Does Newton's forward difference formula / Newton's interpolation formula yield well-defined functions (in one variable) if it is convergent?

Question

Suppose we are given a sequence $a_{0}, a_{1}, a_{2}, \ldots$ of real numbers and we define $F:\mathbb{N}\times[0, \infty)\rightarrow\mathbb{R}$ by

$$ F(k, \alpha) = \sum_{n=0}^{\infty} \frac{\alpha^{\underline{n}}}{n!} \Delta^{n} a_{k} = \sum_{n=0}^{\infty} \binom{\alpha}{n} \Delta^{n} a_{k} $$

where $\Delta a_{k} = a_{k+1} - a_{k}$, $\Delta^{2} a_{k} = a_{k+2} - 2a_{k+1} + a_{k}$, etc.

Suppose further the formula converges for all $k, \alpha$. Do we necessarily have the desirable property that

$$ F(k, \alpha) = F(0, k+\alpha)? $$

Is there a sequence $a_n$ for which $F$ is well-defined but it does not have the property (so we can't define $f(k+\alpha) = F(k, \alpha)$ unambiguously)?

Answer 1

Let's consider the case of $k=1$. First, let's manipulate $F(1,\alpha)$:

$$F(1,\alpha)=\sum_{n=0}^{\infty}\binom{\alpha}{n}\Delta^{n}a_1=\sum_{n=0}^{\infty}\binom{\alpha}{n}(\Delta^{n}a_0+\Delta^{n+1}a_0)=F(0,\alpha)+\sum_{n=0}^{\infty}\binom{\alpha}{n}\Delta^{n+1}a_0=F(0,\alpha)+\sum_{n=1}^{\infty}\binom{\alpha}{n-1}\Delta^{n}a_0=F(0,\alpha)+\sum_{n=1}^{\infty}\binom{\alpha}{n}\frac{n}{\alpha-n+1}\Delta^{n}a_0$$

Then, let's manipulate $F(0,\alpha+1)$

$$F(0,\alpha+1)=\sum_{n=0}^{\infty}\binom{\alpha+1}{n}\Delta^{n}a_0=\sum_{n=0}^{\infty}\binom{\alpha}{n}\frac{\alpha+1}{\alpha-n+1}\Delta^{n}a_0=\sum_{n=0}^{\infty}\binom{\alpha}{n}(1+\frac{n}{\alpha-n+1})\Delta^{n}a_0=\sum_{n=0}^{\infty}\binom{\alpha}{n}(\Delta^{n}a_0+\frac{n}{\alpha-n+1}\Delta^{n}a_0)=F(0,\alpha)+\sum_{n=0}^{\infty}\binom{\alpha}{n}\frac{n}{\alpha-n+1}\Delta^{n}a_0$$

So we basically got the same result.

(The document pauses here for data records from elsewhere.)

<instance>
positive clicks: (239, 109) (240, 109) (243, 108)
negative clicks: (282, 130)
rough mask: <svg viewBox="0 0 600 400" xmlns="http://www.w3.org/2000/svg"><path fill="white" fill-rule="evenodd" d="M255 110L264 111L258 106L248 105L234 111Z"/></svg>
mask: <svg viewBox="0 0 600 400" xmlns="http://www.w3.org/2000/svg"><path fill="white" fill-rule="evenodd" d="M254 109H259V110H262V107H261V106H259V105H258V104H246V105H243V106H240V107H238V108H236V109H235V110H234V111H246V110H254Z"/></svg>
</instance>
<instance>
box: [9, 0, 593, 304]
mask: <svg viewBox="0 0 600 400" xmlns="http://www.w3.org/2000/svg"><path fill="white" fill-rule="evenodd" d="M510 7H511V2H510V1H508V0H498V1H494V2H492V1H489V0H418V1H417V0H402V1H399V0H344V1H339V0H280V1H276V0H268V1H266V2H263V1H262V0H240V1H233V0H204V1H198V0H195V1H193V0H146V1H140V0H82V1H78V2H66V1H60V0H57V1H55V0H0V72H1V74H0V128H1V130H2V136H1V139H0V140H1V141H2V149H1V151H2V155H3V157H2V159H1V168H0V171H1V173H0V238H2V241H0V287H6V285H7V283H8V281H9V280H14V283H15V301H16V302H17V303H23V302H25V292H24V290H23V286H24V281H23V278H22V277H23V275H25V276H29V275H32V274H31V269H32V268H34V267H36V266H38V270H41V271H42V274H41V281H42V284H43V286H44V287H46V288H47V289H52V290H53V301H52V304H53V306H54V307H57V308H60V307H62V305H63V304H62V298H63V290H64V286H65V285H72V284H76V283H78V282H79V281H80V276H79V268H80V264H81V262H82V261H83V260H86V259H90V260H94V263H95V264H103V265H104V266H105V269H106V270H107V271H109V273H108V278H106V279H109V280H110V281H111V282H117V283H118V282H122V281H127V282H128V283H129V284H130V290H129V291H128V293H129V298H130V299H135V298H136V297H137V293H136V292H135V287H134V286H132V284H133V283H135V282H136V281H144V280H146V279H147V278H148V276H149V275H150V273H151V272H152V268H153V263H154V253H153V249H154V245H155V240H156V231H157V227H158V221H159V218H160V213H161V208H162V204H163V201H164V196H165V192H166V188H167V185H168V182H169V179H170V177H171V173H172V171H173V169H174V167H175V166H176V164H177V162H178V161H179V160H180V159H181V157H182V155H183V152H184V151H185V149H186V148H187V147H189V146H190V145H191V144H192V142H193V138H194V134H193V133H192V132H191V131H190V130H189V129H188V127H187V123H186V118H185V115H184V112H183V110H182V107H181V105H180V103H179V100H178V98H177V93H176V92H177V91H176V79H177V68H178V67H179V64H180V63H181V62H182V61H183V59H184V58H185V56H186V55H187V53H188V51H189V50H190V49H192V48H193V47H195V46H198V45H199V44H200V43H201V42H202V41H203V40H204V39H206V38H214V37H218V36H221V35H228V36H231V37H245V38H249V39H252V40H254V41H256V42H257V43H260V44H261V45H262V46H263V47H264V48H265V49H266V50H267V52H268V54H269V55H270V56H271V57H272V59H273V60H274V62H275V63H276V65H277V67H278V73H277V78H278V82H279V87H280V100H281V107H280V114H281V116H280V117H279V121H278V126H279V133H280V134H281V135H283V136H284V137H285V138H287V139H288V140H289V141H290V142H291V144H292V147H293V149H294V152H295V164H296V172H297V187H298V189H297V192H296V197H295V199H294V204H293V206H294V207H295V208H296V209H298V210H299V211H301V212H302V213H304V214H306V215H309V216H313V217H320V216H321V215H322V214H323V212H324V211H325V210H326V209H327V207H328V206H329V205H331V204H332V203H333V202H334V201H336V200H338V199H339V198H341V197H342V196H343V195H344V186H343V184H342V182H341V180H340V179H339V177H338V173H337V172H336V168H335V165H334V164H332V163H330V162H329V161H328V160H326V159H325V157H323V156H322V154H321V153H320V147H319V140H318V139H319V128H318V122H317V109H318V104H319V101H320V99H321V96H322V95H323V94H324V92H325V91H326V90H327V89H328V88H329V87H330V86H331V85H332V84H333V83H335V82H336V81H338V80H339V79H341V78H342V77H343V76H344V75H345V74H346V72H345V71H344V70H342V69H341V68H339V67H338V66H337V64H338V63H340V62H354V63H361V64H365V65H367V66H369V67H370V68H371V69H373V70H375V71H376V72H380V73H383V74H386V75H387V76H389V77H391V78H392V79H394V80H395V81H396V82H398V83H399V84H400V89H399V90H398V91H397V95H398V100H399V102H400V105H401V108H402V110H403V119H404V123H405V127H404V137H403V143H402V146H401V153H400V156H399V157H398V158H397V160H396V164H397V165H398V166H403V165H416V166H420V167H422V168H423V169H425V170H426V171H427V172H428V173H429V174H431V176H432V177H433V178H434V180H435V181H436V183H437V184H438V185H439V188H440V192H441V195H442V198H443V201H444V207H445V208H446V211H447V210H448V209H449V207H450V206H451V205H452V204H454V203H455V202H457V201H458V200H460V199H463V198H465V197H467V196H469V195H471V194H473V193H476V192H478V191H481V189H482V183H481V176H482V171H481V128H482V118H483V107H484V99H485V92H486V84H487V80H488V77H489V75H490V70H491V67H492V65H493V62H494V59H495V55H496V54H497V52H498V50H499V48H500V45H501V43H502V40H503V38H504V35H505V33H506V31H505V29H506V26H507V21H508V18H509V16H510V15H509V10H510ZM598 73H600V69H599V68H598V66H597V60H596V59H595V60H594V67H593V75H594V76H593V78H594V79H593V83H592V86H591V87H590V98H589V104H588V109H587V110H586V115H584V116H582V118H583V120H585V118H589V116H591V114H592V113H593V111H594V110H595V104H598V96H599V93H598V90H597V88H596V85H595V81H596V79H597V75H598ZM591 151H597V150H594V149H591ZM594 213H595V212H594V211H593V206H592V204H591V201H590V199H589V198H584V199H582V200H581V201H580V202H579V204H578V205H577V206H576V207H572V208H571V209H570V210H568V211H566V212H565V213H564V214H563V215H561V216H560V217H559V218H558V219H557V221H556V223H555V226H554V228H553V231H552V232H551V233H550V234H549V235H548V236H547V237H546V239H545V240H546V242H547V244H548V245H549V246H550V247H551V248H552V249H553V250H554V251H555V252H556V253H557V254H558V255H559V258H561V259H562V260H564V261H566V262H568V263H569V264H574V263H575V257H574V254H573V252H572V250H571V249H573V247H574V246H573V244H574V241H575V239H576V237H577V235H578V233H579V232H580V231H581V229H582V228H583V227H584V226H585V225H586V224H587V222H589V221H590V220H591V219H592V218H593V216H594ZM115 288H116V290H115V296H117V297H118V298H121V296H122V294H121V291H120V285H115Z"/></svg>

The fact that the remaining sum in the first result starts from $1$ and in the second from $0$ doesn't matter because the term for $n=0$ is equal to $0$ because of the $n$ in the numerator. Then I think you can prove this for arbitrary $k$ with induction.

Answer 2

Yes, $F(k,\alpha)=F(0,k+\alpha)$.

Hint 1. Consider the shift operator $(Sf)(n)=f(n+1)$. Observe $(S^kf)(n)=f(k+n)$. Writing $I$ for the identity operator $(If)(n)=f(n)$, we have $S=\Delta+I$, so by the binomial theorem,

$$ S^k ~=~ \sum_{s=0}^k\binom{k}{s}\Delta^s \tag{$\ast$}$$

Hint 2. Vandermonde convolution applies even if $\alpha$ is not an integer:

$$ \binom{\alpha+k}{n}=\sum_{r+s=n}\binom{\alpha}{r}\binom{k}{s} \tag{$\circ$}$$

Indeed, if we treat $\binom{\alpha}{n}$ as a function of integer $\alpha$ and apply $(\ast)$ we get $(\circ)$; since both sides are polynomials in $\alpha$ equal at all integers, an infinite number of values, they must be identical.

Can you put these two hints together?